Perhaps a better solution is to extend the "bike to work" scheme which offers a tax reduction / discount when you buy a bike ??

Luke Bream

Anonymous said...

I have to (mostly) agree with Stefan on that. Nice the Mrs Auken is giving a positive image, but it's not reality. Does she say that to defend her politically ideas, or is she simply naive ?

There is sure respect for cycling in Brussels, but there is also a significative % of drivers who actively try to kill you. And that's a huge problem : you never really feel safe.

What is true is that law is not enforced by policemen (applies also to cars), so you can do many stupid or illegal things without being charged.

And the bike share program is a joke : very few use it, because of the fear of the drivers (+ a bit hilly city, but that's no excuse). It's very fashion to have a bike share program nowadays, but cities do not realize how much was done to infrastructure in Paris BEFORE Velib was introduced. Furthermore since the bike share program was introduced in Brussels, JC Decaux ads grew like mushrooms in the city.


Stefan said...

In response to anonymous: stating that Villo is a joke is a bit harsh, I think. Again, it's nowhere near Paris, but but it is working. There are facts and figures to prove that, but I also have eyes. I work in Brussels in a very busy area (Antwerpsepoort) and I see them being used a lot. Villo is doing much better than when they first gave it a go. And I for one am glad to see that.

Riding in Brussels is risky business, I won't deny that. And a bit of respect for one another and some good infrastructure would indeed make a world of difference, but what else is new, right?

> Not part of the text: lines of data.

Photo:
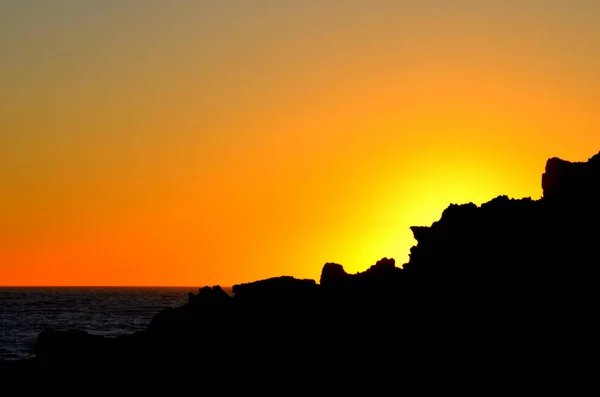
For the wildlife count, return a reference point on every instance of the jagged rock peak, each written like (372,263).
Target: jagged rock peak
(332,272)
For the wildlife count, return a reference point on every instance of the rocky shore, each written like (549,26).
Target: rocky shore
(511,281)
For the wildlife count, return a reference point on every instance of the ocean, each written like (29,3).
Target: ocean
(108,311)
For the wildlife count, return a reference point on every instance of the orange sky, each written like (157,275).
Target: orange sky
(197,143)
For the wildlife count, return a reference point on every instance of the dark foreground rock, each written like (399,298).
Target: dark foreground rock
(504,292)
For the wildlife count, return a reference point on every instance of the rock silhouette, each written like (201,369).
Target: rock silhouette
(512,279)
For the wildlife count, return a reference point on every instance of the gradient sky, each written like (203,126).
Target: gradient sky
(147,142)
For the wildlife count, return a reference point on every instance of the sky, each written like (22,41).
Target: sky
(192,143)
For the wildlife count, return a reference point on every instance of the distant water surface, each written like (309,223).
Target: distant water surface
(108,311)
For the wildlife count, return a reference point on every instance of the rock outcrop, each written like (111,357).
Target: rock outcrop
(510,280)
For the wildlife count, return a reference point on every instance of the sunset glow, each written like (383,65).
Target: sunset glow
(198,143)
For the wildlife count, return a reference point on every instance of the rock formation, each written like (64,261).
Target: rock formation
(512,279)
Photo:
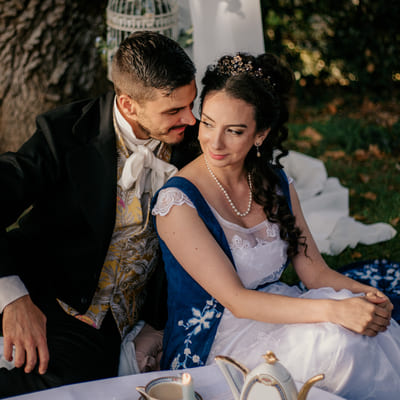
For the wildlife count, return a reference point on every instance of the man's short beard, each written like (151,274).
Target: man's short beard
(143,130)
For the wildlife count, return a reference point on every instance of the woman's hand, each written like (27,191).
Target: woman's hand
(367,315)
(377,297)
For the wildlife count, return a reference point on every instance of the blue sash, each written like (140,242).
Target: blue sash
(193,314)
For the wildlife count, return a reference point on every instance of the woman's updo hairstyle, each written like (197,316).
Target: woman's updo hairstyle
(265,83)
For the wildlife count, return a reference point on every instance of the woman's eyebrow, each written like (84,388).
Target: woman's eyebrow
(233,124)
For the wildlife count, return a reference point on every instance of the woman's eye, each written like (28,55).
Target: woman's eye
(235,132)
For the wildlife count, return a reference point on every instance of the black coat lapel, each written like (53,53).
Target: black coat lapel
(93,166)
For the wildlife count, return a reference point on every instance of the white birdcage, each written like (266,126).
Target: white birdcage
(127,16)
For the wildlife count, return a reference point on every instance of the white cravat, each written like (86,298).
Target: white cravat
(142,167)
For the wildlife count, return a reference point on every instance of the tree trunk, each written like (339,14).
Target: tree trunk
(48,57)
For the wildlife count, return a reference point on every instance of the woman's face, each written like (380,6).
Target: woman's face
(227,129)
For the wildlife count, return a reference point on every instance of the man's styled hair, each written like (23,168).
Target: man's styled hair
(148,60)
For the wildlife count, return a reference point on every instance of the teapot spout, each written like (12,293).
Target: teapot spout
(307,386)
(142,391)
(234,372)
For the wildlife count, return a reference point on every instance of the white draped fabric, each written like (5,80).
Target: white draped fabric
(325,203)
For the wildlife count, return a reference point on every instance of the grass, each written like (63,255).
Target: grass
(364,154)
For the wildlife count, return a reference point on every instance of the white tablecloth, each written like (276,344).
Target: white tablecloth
(208,382)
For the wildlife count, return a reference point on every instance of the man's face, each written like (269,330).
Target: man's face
(165,117)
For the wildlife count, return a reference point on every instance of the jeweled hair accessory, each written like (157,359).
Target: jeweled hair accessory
(231,66)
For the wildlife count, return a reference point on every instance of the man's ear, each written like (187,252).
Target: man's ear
(260,137)
(127,105)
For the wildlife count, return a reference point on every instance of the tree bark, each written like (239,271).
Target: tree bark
(48,57)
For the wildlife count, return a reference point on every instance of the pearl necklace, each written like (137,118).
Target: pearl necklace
(237,212)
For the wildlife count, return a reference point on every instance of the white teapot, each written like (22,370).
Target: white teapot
(270,380)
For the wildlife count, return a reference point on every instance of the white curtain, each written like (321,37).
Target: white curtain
(224,27)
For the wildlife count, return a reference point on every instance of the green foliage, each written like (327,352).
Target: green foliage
(349,135)
(352,43)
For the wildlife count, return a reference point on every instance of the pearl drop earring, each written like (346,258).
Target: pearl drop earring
(258,150)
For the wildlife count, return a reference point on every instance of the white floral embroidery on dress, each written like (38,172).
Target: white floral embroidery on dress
(169,197)
(200,321)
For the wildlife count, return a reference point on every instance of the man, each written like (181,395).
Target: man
(73,275)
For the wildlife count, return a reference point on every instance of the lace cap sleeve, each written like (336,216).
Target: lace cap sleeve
(169,197)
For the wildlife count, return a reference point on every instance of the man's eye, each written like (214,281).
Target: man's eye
(205,123)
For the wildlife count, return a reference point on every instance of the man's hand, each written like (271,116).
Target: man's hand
(364,315)
(24,326)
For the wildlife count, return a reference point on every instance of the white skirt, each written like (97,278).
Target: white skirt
(355,366)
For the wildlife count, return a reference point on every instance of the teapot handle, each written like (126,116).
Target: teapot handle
(234,372)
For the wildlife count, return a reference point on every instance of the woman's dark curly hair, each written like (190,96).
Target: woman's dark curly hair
(265,83)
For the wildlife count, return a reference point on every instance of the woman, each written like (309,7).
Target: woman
(229,222)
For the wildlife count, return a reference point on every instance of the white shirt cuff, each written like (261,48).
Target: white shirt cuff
(11,289)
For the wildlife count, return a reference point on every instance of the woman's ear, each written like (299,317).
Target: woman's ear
(260,137)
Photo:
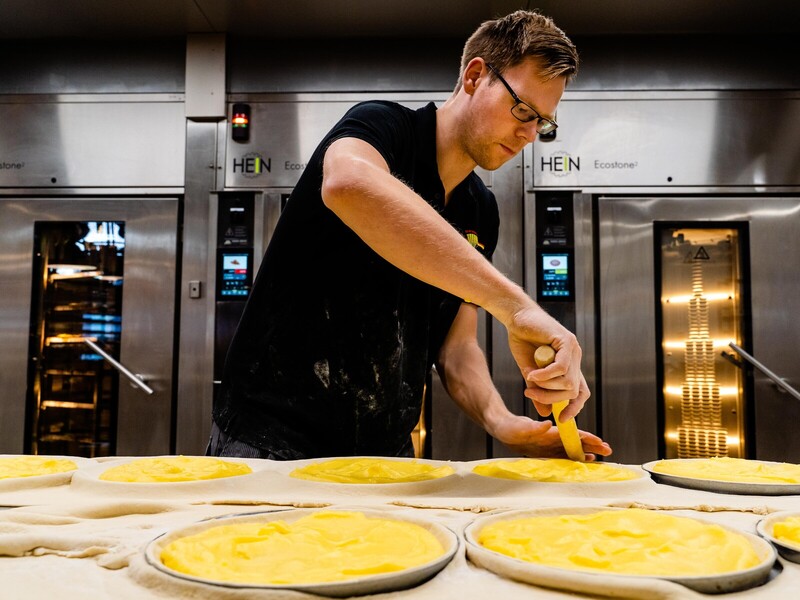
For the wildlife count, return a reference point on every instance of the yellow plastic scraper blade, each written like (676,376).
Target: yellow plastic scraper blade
(568,430)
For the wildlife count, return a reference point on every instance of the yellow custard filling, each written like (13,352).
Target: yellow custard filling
(322,547)
(554,470)
(174,468)
(787,531)
(371,470)
(31,466)
(630,542)
(738,470)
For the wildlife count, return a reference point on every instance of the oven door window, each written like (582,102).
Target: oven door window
(77,296)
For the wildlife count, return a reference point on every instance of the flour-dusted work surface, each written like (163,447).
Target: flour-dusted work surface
(87,541)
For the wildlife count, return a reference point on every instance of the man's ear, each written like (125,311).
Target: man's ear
(475,71)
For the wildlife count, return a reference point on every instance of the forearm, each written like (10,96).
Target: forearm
(406,231)
(465,375)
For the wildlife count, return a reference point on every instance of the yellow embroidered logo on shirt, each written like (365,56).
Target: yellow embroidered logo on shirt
(472,238)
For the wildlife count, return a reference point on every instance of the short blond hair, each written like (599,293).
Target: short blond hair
(506,42)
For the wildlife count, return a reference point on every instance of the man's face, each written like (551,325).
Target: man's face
(494,135)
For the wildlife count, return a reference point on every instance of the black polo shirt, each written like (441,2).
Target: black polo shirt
(332,351)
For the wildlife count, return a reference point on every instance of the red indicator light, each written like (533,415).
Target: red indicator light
(240,122)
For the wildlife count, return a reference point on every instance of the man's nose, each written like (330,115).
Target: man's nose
(528,131)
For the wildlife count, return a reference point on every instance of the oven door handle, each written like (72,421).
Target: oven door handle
(773,376)
(135,378)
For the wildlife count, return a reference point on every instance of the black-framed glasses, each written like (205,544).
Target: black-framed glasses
(525,112)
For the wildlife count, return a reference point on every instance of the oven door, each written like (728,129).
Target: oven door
(87,313)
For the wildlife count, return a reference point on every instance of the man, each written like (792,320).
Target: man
(370,278)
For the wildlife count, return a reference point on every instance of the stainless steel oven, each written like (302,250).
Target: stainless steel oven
(684,236)
(87,310)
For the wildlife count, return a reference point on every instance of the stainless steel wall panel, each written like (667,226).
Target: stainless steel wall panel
(585,308)
(627,315)
(196,341)
(63,141)
(775,296)
(673,140)
(509,260)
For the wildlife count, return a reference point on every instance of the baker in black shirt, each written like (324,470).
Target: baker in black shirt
(379,262)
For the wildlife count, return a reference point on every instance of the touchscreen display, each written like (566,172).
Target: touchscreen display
(235,276)
(555,275)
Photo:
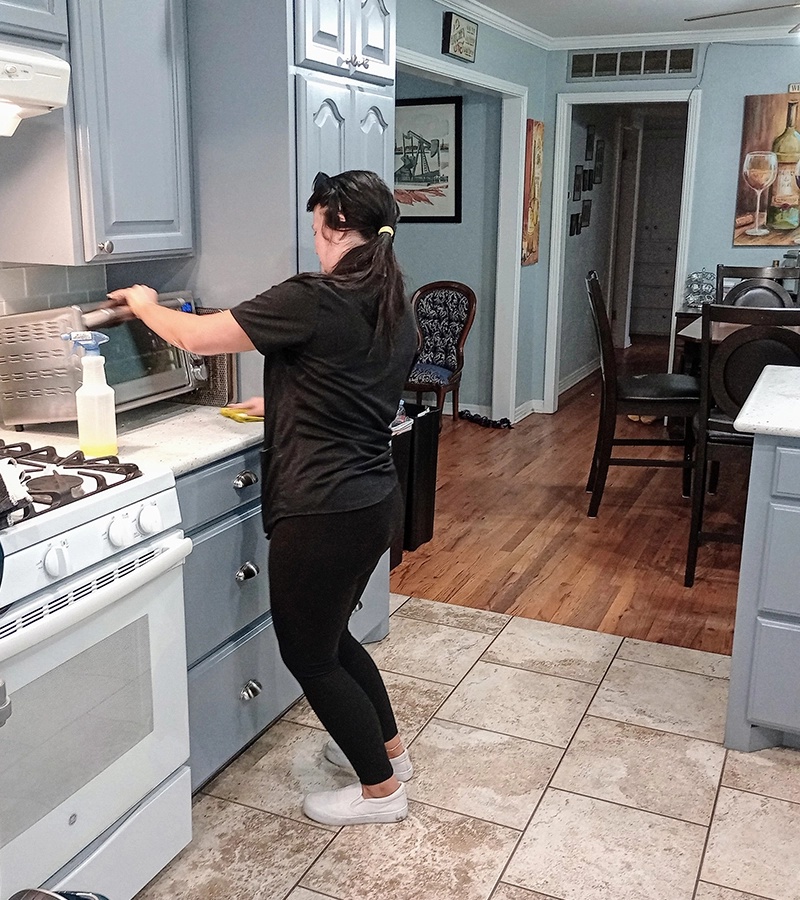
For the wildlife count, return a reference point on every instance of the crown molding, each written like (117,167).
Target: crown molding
(478,12)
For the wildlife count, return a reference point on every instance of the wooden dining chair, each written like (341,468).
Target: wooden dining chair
(728,370)
(444,311)
(654,394)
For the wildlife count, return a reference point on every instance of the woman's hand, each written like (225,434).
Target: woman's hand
(136,298)
(253,407)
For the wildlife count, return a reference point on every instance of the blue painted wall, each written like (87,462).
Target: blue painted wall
(463,252)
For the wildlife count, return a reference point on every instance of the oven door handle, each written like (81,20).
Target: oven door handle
(60,621)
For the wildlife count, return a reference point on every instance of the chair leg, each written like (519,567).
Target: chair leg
(688,452)
(608,424)
(713,477)
(696,524)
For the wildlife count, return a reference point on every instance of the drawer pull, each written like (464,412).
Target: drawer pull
(250,691)
(249,570)
(245,479)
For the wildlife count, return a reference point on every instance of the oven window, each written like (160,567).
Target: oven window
(69,725)
(133,351)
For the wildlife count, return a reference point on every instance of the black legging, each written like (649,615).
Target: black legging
(319,566)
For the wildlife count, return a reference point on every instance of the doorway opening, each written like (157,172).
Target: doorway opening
(569,327)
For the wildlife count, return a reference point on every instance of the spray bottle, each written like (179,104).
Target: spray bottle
(97,426)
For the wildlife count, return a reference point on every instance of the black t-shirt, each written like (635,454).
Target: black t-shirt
(330,393)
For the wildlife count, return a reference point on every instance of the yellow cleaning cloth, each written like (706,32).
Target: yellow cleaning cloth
(239,415)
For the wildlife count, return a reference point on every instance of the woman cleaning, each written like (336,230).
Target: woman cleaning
(337,348)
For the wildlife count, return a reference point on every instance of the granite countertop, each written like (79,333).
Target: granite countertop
(176,435)
(773,406)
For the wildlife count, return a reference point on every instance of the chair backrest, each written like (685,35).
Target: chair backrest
(444,311)
(740,273)
(608,360)
(761,292)
(730,368)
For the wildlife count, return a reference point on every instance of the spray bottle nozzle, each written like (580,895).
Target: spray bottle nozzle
(89,340)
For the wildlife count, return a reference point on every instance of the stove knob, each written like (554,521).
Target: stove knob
(120,533)
(57,563)
(149,520)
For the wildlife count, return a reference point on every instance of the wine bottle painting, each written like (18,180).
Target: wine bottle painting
(768,196)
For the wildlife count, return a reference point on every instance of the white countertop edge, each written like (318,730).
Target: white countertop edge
(773,406)
(177,436)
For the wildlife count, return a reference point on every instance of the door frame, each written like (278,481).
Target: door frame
(561,187)
(514,109)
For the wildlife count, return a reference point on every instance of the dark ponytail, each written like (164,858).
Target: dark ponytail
(361,201)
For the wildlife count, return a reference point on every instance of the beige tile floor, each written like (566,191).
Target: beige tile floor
(551,764)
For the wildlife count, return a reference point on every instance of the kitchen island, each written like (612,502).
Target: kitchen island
(764,700)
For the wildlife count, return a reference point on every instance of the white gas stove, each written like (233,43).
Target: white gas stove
(94,791)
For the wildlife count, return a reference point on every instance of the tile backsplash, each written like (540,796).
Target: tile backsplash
(24,288)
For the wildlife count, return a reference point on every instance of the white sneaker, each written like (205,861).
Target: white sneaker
(401,765)
(347,806)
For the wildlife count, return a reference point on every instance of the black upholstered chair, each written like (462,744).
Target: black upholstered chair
(728,370)
(444,311)
(657,394)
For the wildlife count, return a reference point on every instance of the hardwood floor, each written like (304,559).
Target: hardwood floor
(511,531)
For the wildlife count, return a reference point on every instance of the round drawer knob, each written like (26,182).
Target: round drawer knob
(248,570)
(251,690)
(245,479)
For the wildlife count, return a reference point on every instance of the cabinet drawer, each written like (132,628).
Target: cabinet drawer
(787,473)
(217,604)
(218,489)
(221,722)
(774,698)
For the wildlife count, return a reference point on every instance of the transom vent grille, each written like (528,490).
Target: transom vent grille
(655,62)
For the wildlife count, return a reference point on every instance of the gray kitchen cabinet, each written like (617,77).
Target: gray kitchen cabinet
(764,699)
(238,684)
(34,18)
(107,178)
(354,38)
(340,125)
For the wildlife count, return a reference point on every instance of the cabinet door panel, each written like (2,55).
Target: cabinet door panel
(774,700)
(373,36)
(323,113)
(372,144)
(321,33)
(135,183)
(34,17)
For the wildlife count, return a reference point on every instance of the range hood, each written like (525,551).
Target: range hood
(32,83)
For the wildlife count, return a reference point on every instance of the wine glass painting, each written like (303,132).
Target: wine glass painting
(759,171)
(768,194)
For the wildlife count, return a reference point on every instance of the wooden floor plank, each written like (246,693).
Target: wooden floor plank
(512,535)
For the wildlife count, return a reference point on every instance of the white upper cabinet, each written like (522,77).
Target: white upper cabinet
(340,125)
(34,18)
(354,38)
(108,177)
(129,64)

lagatta à montréal said...

Stefan, I'm glad to hear that. I've walked round Brussels a fair bit (staying in hilly Forest) and while there were many things I loved such as the trams - and the grass under a lot of tramlines - it looked really cycling unfriendly. No excuse for a city between veteran Amsterdam and upcoming Paris (which has hills too - especially around Montmartre and Belleville/Ménilmontant and yes I've climbed them - slowly, with a practical bicycle but with speeds (a "mixte").

If our knees are no longer up to climbing hills at a certain age (this applies to people with arthritis, not all people over 50, just as heart and lung problems can kick in) I think electric ASSISTED bicycles for hills are a wonderful idea. But they should be an assist, not a substitute for pedalling. I'm sad to see a lot of older people (and I'm not young) using electric "bicycles" on which they never pedal in the basically flat neighourhood on a plateau in the centre of Montréal Island where I live. Ridiculous, and I don't want those things on bicycle paths.

And just imagine MEP Auken in a helmet: professional image bye bye. Why not a garish dayglo vest, tant qu'à faire?